- Born: 10 April 1934 Savannakhet, Laos
- Died: 28 August 2024 (aged 90) Atlanta, Georgia, U.S.
- Education: College of Savannakhet
- Occupation: Politician
- Spouse: Chansouk Manibod Rasasack
- Children: 4

= Salath Rasasack =

Laotian politician (1934–2024)

Salath Rasasack (10 April 1934 – 28 August 2024) was a Laotian politician who was held as a political prisoner at a concentration camp (5 A, 5 B) in Laos for over 16 years. He was released in 1991 after Amnesty International negotiated on his behalf. He had previously served as a Senator of the Lao Government.

==Early life and political career==
Rasasack was born in Savannakhet, Laos on 10 April 1934. He had a Buddhist lineage and was a name given to shoe cleaners. Rasasack was educated at the College of Savannakhet. He continued his education in police training in Chalon-sur-Saône and Saint-Cyr-au-Mont d'Or, France. Rasasack was elected as Congressman for the Province of Saravane, Laos. Thereafter, he was elected as Minister and Senator to the Two-Party Coalition Assembly.

==Detainment==
Prior to his life as a Senator, Rasasack was a Police Commissioner for the Royal Lao Government. He disappeared in 1975 after he was summoned by the President of the Coalition Assembly for a meeting. This was the last contact Rasasack had with his family and friends. While he was in the concentration camp, Rasasack lived in fear of losing his life as other political prisoners were being systematically executed. Rasasack also suffered physical and psychological abuse by the prison officials. Many political prisoners did not live to tell their stories of abuse and torture at the hands of the communist regime.

===Release===
It was learned that Amnesty International's Japanese chapter negotiated Salath Rasasack's release from the political prison after 16 years. On November 13, 1991, Rasasack was reunited with his family, wife Chansouk Manibod Rasasack (daughter of Phagna Tha Manibod-former Chief Justice for the Kingdom of Laos, former Mayor and Governor of Laos), sons, Salysanh Rasasack(deceased), Souksanh Rasasack, Sacksith Rasasack and daughter, Dr. Soukhy Rasasack Clark,Ph.D. Clark (former Miss Lao Sport of Memphis) was approximately 4 years old when her father was taken to a political concentration camp. The majority of the Rasasacks currently reside in Memphis, Tennessee. The day Salath Rasasack arrived at the Memphis International Airport, over 150 people arrived to meet and welcome Rasasack to a life of freedom. Upon his arrival, Rasasack brought along a prison blanket. When asked by the reporters as to the significance of the blanket, Rasasack, shared that it had been his security blanket for over 16 years.
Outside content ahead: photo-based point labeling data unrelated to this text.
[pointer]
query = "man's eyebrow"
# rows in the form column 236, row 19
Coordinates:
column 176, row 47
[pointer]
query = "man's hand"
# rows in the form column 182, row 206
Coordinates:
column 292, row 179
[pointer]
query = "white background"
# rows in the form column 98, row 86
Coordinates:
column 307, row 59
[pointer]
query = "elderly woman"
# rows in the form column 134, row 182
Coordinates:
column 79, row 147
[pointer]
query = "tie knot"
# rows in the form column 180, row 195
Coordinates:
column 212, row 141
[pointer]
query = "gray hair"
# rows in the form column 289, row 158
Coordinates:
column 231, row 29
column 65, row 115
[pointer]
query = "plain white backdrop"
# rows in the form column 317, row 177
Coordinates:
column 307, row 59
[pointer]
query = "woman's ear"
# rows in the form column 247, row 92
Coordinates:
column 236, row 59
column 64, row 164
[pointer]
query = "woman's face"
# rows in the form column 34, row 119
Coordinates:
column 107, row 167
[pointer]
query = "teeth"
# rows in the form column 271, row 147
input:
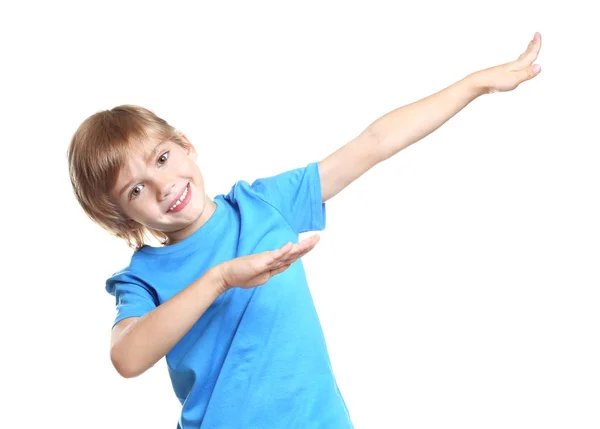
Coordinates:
column 180, row 200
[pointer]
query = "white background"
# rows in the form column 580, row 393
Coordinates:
column 457, row 283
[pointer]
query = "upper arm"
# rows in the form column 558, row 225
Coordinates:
column 120, row 329
column 347, row 164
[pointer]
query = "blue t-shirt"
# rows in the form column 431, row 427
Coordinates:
column 257, row 357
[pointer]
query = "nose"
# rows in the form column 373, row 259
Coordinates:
column 165, row 189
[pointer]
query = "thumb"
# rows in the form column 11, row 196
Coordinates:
column 531, row 71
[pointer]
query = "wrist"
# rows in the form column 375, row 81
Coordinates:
column 477, row 82
column 215, row 276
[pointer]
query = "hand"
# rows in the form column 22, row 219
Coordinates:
column 254, row 270
column 507, row 77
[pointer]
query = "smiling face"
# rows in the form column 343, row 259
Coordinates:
column 161, row 187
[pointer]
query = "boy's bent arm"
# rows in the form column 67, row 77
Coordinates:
column 137, row 343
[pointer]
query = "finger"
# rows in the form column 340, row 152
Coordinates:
column 281, row 269
column 532, row 51
column 304, row 245
column 275, row 256
column 530, row 72
column 300, row 252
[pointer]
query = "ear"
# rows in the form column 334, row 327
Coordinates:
column 189, row 147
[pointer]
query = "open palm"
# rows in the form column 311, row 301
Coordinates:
column 255, row 270
column 507, row 77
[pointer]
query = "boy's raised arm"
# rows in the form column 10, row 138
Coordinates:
column 406, row 125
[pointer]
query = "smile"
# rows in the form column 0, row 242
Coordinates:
column 182, row 201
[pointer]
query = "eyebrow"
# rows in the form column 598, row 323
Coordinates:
column 148, row 160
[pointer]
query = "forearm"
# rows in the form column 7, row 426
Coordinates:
column 406, row 125
column 156, row 333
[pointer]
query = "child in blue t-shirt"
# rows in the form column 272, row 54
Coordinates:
column 239, row 355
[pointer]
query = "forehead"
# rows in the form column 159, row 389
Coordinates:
column 135, row 158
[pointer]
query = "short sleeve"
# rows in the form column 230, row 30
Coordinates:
column 132, row 300
column 296, row 194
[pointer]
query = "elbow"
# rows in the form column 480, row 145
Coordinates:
column 124, row 365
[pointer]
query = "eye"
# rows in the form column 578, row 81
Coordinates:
column 135, row 191
column 163, row 158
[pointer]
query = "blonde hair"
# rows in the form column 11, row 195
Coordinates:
column 97, row 153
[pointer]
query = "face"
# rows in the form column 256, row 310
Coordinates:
column 161, row 186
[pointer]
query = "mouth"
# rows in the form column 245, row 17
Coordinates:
column 181, row 201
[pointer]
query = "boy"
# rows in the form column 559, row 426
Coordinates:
column 239, row 356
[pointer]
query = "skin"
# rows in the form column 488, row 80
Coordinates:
column 138, row 343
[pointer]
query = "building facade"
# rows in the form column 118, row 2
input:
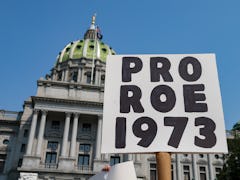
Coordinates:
column 58, row 134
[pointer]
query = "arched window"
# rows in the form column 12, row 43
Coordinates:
column 102, row 79
column 88, row 77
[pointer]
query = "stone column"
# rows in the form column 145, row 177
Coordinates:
column 63, row 75
column 99, row 138
column 41, row 132
column 66, row 75
column 32, row 132
column 194, row 166
column 210, row 170
column 79, row 79
column 138, row 157
column 74, row 135
column 65, row 135
column 178, row 167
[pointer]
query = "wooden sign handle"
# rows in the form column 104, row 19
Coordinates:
column 163, row 165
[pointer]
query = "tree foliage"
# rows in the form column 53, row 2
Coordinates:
column 231, row 167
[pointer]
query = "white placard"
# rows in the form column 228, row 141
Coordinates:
column 120, row 171
column 168, row 103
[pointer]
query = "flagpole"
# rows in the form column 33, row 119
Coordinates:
column 94, row 48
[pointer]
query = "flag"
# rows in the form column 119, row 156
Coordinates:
column 99, row 34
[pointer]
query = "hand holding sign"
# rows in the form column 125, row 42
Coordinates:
column 162, row 103
column 121, row 171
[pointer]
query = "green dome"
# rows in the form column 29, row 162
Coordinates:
column 85, row 49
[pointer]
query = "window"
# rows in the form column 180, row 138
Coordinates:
column 83, row 160
column 2, row 163
column 202, row 171
column 51, row 158
column 79, row 46
column 114, row 160
column 55, row 125
column 102, row 79
column 74, row 76
column 59, row 78
column 20, row 163
column 153, row 172
column 52, row 145
column 23, row 148
column 5, row 141
column 88, row 78
column 85, row 148
column 186, row 172
column 86, row 127
column 172, row 171
column 25, row 134
column 217, row 171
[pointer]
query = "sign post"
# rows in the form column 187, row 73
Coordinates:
column 163, row 165
column 163, row 103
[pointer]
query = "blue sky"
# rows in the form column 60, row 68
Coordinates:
column 33, row 32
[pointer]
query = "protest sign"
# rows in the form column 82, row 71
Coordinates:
column 168, row 103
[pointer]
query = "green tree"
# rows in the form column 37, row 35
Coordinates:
column 231, row 167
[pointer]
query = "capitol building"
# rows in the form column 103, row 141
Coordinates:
column 57, row 135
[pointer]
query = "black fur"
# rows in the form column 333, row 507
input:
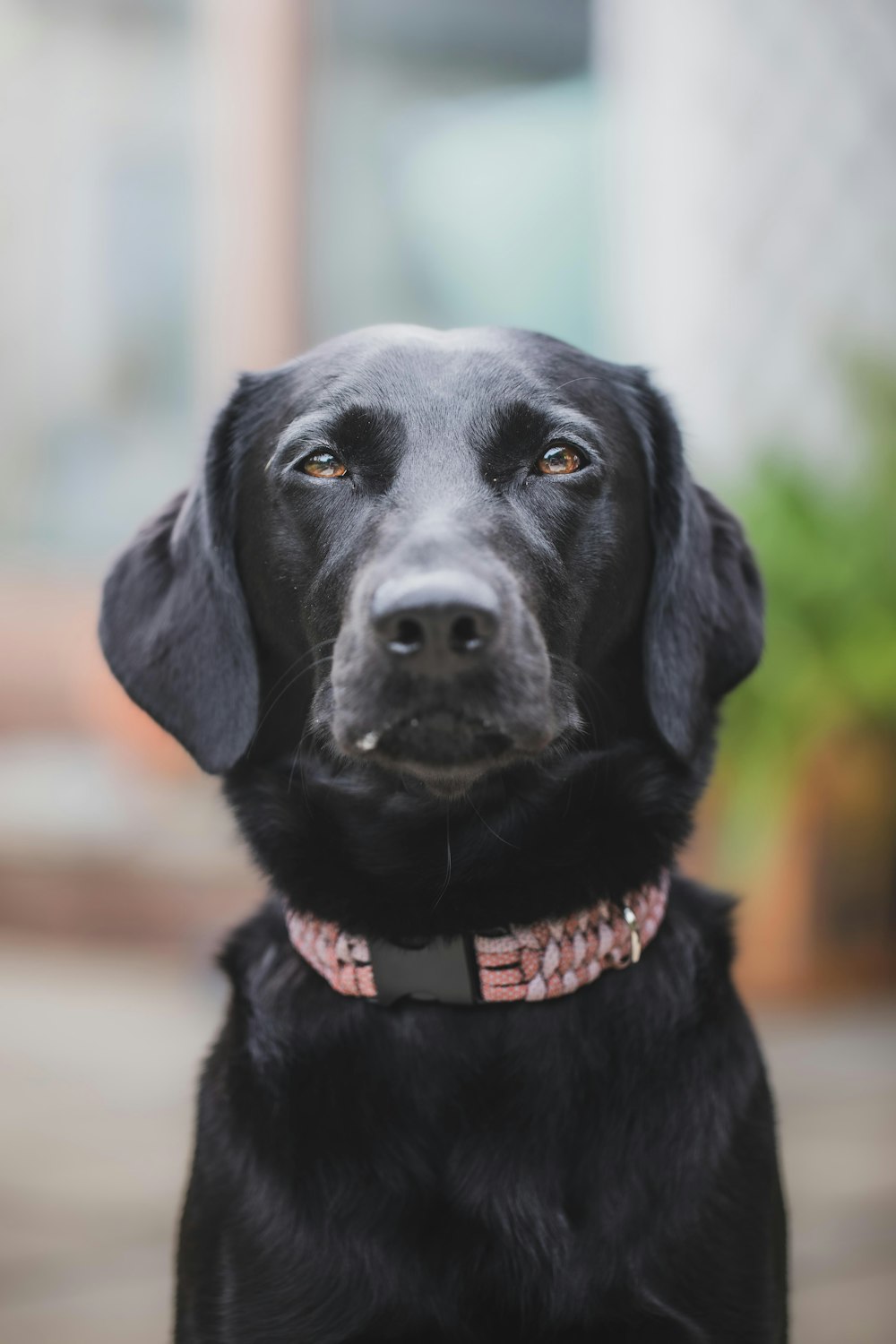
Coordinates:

Rasasack died from cholangiocarcinoma at his home in Atlanta, Georgia, on 28 August 2024, at the age of 90.

==Sources==
- Thomas, William (November 11, 1991)"Years of anxiety merge into a day of joy as family awaits ex-Laotian Prisoner", Retrieved, February 13, 2014. The Commercial Appeal, Memphis, TN.
- Keeter, Terry (November 12, 1991)"Family's joy put on hold as Laotian misses flight", Retrieved, February 13, 2014. The Commercial Appeal, Memphis, TN.
- Thomas, William (November 13, 1991)"Laotian greeted by friends, freedom", Retrieved, February 13, 2014. The Commercial Appeal, Memphis, TN.